Miller allora sfrutta la verticalità delle 5 vignette centrali per imprimere una improvvisa dilatazione all’azione: Matt si rende ora conto, grazie ai sensi, del triste incubo che sta vivendo, il suo sguardo è fisso e una bocca sibillinamente aperta quasi lo tradisce. Egli è un semplice avvocato e deve mantenere le apparenze, ma il dolore travalica qualsiasi resistenza e lo spinge ad abbracciare il corpo immobile dell’amata. Il connubio tra Eros e Thanatos si è compiuto. I due amanti che non sono riusciti a essere uniti nella vita, si riuniscono in  un abbraccio quasi eterno e reso tale dalla ripetizione del gesto da punti di vista differenti.
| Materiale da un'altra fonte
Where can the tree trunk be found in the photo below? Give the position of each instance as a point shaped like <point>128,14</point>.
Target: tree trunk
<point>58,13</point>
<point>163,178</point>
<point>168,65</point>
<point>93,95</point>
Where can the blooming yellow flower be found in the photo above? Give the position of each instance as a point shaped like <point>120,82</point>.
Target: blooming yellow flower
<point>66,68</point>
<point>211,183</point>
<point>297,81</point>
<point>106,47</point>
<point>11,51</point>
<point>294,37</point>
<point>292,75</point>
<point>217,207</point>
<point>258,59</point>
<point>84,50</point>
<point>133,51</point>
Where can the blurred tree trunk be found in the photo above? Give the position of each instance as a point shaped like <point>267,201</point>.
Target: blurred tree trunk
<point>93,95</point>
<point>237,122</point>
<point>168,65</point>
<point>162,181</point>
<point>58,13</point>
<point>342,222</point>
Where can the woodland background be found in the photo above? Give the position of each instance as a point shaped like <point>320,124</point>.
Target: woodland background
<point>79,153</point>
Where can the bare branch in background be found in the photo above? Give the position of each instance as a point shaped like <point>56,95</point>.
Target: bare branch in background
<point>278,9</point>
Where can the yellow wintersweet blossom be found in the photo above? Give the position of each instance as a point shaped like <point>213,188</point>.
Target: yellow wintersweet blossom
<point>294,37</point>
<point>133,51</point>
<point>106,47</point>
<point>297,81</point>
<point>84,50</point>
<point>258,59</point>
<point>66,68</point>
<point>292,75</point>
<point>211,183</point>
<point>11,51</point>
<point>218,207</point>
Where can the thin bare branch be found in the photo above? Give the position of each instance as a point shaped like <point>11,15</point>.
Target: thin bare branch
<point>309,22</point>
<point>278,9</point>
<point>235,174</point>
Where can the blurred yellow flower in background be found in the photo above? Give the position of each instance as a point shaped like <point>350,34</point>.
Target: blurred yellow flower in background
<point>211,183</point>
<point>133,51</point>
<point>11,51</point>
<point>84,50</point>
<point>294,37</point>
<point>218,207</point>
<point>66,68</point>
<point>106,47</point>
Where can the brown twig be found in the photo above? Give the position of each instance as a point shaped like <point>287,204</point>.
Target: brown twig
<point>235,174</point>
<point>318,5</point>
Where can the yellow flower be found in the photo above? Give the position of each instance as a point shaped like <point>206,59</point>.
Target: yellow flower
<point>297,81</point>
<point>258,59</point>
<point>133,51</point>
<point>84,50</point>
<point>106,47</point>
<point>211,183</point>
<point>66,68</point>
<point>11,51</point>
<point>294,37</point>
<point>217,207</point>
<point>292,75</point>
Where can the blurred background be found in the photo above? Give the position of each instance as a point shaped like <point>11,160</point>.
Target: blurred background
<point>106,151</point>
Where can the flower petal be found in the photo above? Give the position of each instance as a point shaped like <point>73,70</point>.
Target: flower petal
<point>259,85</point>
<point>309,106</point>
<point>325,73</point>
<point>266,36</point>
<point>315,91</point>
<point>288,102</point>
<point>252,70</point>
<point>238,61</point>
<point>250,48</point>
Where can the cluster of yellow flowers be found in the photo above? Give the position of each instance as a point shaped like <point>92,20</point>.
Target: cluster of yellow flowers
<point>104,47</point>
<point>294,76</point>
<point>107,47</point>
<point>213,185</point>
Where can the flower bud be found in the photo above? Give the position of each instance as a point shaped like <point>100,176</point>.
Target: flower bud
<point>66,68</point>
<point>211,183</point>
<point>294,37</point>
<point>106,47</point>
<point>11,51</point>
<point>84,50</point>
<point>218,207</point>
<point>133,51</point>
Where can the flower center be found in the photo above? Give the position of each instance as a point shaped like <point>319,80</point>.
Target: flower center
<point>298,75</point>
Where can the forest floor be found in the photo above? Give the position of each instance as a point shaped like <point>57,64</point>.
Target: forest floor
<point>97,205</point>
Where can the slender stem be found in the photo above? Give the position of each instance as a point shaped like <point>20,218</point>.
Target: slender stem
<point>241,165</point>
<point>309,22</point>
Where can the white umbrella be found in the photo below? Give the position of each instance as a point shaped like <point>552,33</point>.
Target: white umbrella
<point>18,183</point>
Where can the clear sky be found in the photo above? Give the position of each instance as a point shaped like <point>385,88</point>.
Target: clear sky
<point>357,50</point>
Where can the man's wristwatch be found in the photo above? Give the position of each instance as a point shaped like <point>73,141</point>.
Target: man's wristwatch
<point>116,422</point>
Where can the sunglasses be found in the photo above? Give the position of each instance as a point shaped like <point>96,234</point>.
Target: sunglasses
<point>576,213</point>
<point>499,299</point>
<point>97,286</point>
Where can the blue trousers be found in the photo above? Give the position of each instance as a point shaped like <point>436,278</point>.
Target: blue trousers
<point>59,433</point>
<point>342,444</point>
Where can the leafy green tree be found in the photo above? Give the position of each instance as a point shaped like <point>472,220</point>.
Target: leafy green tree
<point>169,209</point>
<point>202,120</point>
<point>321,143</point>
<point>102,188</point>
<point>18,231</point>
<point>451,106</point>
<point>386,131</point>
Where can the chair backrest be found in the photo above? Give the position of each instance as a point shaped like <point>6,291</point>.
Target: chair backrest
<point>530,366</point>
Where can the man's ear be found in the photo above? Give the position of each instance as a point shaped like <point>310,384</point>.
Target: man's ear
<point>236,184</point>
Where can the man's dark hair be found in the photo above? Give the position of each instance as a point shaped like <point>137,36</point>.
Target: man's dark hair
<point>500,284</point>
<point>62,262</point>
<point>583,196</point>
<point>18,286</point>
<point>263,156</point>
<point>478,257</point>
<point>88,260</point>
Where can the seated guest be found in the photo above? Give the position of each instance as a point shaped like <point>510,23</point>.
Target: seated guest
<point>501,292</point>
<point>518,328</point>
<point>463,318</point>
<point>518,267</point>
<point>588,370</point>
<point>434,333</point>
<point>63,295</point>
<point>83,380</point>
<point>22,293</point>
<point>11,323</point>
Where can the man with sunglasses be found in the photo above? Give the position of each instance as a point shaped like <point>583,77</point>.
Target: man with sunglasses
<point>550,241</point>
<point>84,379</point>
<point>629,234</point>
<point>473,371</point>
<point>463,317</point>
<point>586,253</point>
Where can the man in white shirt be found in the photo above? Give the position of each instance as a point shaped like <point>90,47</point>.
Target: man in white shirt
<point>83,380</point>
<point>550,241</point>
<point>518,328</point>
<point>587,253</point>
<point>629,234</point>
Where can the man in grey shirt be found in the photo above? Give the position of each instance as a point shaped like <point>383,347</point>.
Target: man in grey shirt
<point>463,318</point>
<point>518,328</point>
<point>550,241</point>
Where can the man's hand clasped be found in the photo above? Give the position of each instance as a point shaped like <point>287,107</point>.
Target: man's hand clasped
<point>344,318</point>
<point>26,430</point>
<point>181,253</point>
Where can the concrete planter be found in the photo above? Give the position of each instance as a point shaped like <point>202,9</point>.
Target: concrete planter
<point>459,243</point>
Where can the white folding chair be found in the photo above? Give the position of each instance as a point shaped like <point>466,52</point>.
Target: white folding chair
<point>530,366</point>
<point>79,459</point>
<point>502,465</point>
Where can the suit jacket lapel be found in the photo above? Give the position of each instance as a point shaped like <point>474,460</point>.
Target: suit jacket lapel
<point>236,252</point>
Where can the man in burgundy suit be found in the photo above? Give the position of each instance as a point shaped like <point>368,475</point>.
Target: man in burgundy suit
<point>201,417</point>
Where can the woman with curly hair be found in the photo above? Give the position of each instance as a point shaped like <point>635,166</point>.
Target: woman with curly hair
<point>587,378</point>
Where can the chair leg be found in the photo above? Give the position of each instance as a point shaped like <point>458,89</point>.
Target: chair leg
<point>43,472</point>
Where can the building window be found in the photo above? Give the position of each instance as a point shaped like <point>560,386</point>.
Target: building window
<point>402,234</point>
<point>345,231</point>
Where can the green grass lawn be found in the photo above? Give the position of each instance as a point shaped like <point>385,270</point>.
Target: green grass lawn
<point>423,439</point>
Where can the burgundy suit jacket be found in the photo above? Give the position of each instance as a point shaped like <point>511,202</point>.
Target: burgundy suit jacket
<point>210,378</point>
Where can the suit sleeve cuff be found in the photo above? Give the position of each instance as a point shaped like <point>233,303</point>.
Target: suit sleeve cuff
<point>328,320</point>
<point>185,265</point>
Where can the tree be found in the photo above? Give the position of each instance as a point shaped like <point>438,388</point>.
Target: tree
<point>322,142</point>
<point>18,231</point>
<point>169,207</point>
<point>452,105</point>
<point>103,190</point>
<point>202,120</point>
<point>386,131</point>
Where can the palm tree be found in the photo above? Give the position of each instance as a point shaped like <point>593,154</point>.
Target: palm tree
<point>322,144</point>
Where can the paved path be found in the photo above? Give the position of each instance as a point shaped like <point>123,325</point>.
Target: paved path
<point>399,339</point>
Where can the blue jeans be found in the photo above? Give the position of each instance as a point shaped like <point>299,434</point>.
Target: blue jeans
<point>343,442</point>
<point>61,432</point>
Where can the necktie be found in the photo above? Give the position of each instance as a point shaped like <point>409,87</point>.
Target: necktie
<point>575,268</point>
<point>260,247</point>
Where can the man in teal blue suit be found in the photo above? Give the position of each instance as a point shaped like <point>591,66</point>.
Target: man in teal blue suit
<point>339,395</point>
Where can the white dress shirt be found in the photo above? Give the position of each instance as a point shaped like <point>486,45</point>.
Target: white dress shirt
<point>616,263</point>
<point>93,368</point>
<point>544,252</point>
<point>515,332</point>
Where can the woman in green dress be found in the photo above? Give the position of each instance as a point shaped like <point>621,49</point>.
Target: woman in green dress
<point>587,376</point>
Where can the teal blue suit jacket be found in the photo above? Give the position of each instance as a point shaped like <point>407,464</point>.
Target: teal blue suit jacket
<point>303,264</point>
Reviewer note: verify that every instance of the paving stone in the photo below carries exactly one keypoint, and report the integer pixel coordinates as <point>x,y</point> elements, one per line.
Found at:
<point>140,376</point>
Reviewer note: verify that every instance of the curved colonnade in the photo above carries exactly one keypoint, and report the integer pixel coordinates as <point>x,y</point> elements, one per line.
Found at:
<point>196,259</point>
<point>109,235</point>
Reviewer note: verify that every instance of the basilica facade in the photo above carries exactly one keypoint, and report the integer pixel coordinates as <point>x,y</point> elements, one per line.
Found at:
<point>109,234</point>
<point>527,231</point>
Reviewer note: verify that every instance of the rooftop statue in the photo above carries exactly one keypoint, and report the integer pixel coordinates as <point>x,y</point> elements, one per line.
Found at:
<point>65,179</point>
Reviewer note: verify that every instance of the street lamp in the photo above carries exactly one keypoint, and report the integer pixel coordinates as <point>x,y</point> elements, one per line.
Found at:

Il dolore non traspare mai dal volto di pietra di Matt Murdock, ma diventa visibilmente esplicito su quello dei passanti, coloro che possono vedere realmente la scena, a differenza dell’eroe, tutti in penombra, tranne uno. Miller gli fa accendere una sigaretta, come nel primissimo esordio di Kingpin tra le pagine della sua gestione di Devil: la fiamma illumina il volto di quello che riconosciamo essere Bullseye.

L’ultima vignetta è estremamente carica di forza e patos. La tragedia si è compiuta e il triangolo tra Bullseye-Elektra-Daredevil, fatto di vita e morte si chiude, con Bullseye che ora è più che certo che l’avvocato cieco di Hell’s Kitchen sia proprio Daredevil. C’è un solo epilogo possibile ed è lo scontro tra le due forze di Bene e Male, in un eterno valzer che non avrà mai fine (come vedremo nella storia del ciclo chiamata Roulette).

In queste pagine c’è l’essenza della potenza del fumetto: vi invito a procurarvi l’intero ciclo di Frank Miller sul personaggio del ’79, perché qui si è fatta la storia del medium. E il personaggio di Elektra?

Frank Miller ha deciso di ritornare sull’argomento nell’incontro presso il Teatro del Giglio, in relazione all’ultimo Lucca Comics & Games.

Quando ho creato Elektra, io volevo solo cavarmela e riuscire a fare un personaggio che fosse interessante e pensate che è il primo incarico che ho avuto come sceneggiatore di una serie e sono stato colpito dal fatto che quel personaggio fosse diventato addirittura più famoso del protagonista della serie, di Devil. La storia stessa che stavo raccontando chiedeva che questo personaggio venisse ucciso a un certo punto perché non c’era altro modo sincero e onesto per portare avanti la storia senza ucciderla; nonostante le resistenze e le opposizioni dell’editor sono però riuscito a fare la cosa che pensavo fosse più giusta. Poi c’è stato naturalmente questo clamore da parte dei lettori dove tutti chiedevano che lei fosse riportata in vita e allora l’ho fatta tornare in vita. Quando però ho lavorato su Elektra Vive Ancora ho fatto apposta quella storia perché lei morisse di nuovo, perché fosse uccisa di nuovo e rimanesse morta. E COSA FA LA MARVEL? LEI È ANCORA QUI!
Ma in realtà quella non è Elektra è semplicemente qualcuno che le ha rubato il costume! Dovete sapere assolutamente che quella non è lei, è un altro personaggio ma non è lei.

Qui vi lasciamo fino al prossimo Pezzo dell’Ubalda, cari lettori e lettrici.